SATU lagi kebijakan Presiden AS Donald Trump yang kali ini ditentang oleh para aktivis hak asasi manusia. Kemarin, Trump mengeluarkan imbauan agar sekolah-sekolah di AS menerapkan penggunaan kamar mandi (toilet) di sekolah berdasarkan identitas gender, bukan orientasi gender.

Sontak kebijakan pemerintah federal ini mendapat reaksi keras dari aktivis dan kelompok LGBT di AS. Mereka mendesak agar Presiden Trump tetap menjaga pedoman penggunaan toilet di sekolah seperti pada saat era Presiden Obama, yang memungkinkan siswa untuk menggunakan toilet sekolah yang sesuai dengan identifikasi gender mereka.

Menanggapi desakan tersebut Juru Bicara Gedung Putih Sean Spicer tidak memberikan rincian tentang pedoman baru yang sedang disiapkan oleh Departemen Kehakiman AS itu. Namun dia menjawab dengan diplomatis bahwa Presiden Trump telah lama berpendapat bahwa hal-hal tersebut harus diserahkan kepada negara-negara bagia, bukan pemerintah federal, untuk memutuskannya.

"Saya pikir bahwa semua yang harus Anda lakukan adalah melihat apa pandangan presiden tentang hal ini untuk waktu yang lama.
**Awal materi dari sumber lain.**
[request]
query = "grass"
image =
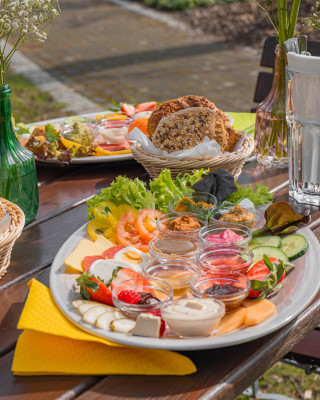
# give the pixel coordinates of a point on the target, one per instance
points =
(289, 381)
(28, 103)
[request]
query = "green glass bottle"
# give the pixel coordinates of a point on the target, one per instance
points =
(18, 180)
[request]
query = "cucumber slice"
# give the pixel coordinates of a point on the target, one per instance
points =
(294, 246)
(269, 251)
(274, 241)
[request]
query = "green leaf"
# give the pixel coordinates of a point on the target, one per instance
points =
(258, 194)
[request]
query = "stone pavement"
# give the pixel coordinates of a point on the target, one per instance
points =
(104, 51)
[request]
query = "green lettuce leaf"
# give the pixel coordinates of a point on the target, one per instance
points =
(258, 195)
(124, 191)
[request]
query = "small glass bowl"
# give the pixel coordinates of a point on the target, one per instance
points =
(200, 285)
(249, 223)
(164, 221)
(229, 258)
(196, 321)
(177, 273)
(174, 247)
(196, 197)
(160, 289)
(84, 139)
(219, 227)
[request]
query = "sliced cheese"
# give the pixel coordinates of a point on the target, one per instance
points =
(84, 248)
(232, 321)
(258, 311)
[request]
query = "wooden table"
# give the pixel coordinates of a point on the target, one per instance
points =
(222, 373)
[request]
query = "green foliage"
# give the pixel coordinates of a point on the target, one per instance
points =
(178, 5)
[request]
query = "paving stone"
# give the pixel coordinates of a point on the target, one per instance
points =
(104, 51)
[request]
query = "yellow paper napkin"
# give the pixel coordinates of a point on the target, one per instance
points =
(52, 345)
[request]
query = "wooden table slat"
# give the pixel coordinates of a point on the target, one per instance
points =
(40, 387)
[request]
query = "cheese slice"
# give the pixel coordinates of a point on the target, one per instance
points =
(84, 248)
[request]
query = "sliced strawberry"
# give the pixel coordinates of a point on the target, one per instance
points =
(157, 313)
(92, 288)
(265, 276)
(129, 296)
(127, 109)
(89, 260)
(149, 106)
(112, 251)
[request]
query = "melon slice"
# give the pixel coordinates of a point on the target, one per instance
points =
(258, 311)
(232, 321)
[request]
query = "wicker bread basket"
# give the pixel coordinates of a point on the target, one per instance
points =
(10, 235)
(233, 162)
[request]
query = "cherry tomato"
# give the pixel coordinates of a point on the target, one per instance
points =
(146, 224)
(127, 234)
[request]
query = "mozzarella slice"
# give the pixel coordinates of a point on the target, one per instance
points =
(92, 314)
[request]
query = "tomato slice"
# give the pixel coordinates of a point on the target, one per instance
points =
(146, 224)
(127, 234)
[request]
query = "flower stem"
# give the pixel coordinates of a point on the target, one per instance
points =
(293, 17)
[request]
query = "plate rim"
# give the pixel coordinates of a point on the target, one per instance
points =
(82, 160)
(192, 344)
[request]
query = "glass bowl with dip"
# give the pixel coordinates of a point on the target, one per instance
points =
(185, 224)
(177, 273)
(174, 247)
(228, 258)
(192, 317)
(154, 294)
(221, 233)
(200, 203)
(231, 288)
(236, 215)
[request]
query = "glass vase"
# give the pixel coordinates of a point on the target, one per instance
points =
(271, 129)
(18, 180)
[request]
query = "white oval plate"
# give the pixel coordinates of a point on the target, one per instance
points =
(300, 287)
(82, 160)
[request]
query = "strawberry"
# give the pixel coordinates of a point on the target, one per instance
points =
(129, 296)
(92, 288)
(265, 276)
(149, 106)
(112, 251)
(127, 109)
(89, 260)
(157, 313)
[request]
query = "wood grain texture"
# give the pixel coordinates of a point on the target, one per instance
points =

Ini adalah masalah hak negara," kata Spicer.

Kebijakan ini berbada dengan kebijakan Obama yang dikeluarkan pada Mei 2016 lalu yang menyatakan bahwa siswa transgender dapat mengakses toilet dan berpartisipasi dalam bidang atletik di sekolah sesuai dengan identifikasi jenis kelamin mereka . Sekolah juga diperintahkan untuk memperlakukan siswa sesuai dengan identitas gender yang mereka katakan tanpa memerlukan bukti medis.

Kebijakan Obama tersebut tentu saja dipuji oleh organisasi HAM. Sebaliknya, hal itu ditentang oleh kelompok-kelompok konservatif, yang menyebutnya melampaui batas dan pelanggaran pada ruang pribadi serta keselamatan semua siswa lainnya.

"Di AS, sebanyak lima belas negara bagian memiliki peraturan perlindungan eksplisit untuk siswa transgender, dan banyak sekolah di masing-masing negara bagian lainnya telah mengadopsi kebijakan yang mengakui siswa atas dasar identifikasi gender mereka, kata Direktur Hukum dan Kampanye Hak Asasi Manusia, Sarah Warbelow.

Hanya satu negara, yakni North Carolina yang undang-undangnya membatasi akses kamar mandi siswa dan didasarkan atas identitas seks mereka saat lahir. Namun pada tahun ini, anggota parlemen dari lebih 10 negara bagian AS sedang mempertimbangkan undang-undang yang sama.

Vanita Gupta, Kepala Departemen Kehakiman Divisi Hak Sipil di era Presiden Barack Obama, mengecam upaya pemerintahan Trump yang mengubah pedoman penggunaan kamar mandi di sekolah tersebut. "Untuk jubah ini, dalam federalisme telah mengabaikan peran penting dan bersejarah dalam memastikan bahwa semua anak, (termasuk siswa LGBT) dapat hadir di sekolah bebas dari diskriminasi," sindir Gupta.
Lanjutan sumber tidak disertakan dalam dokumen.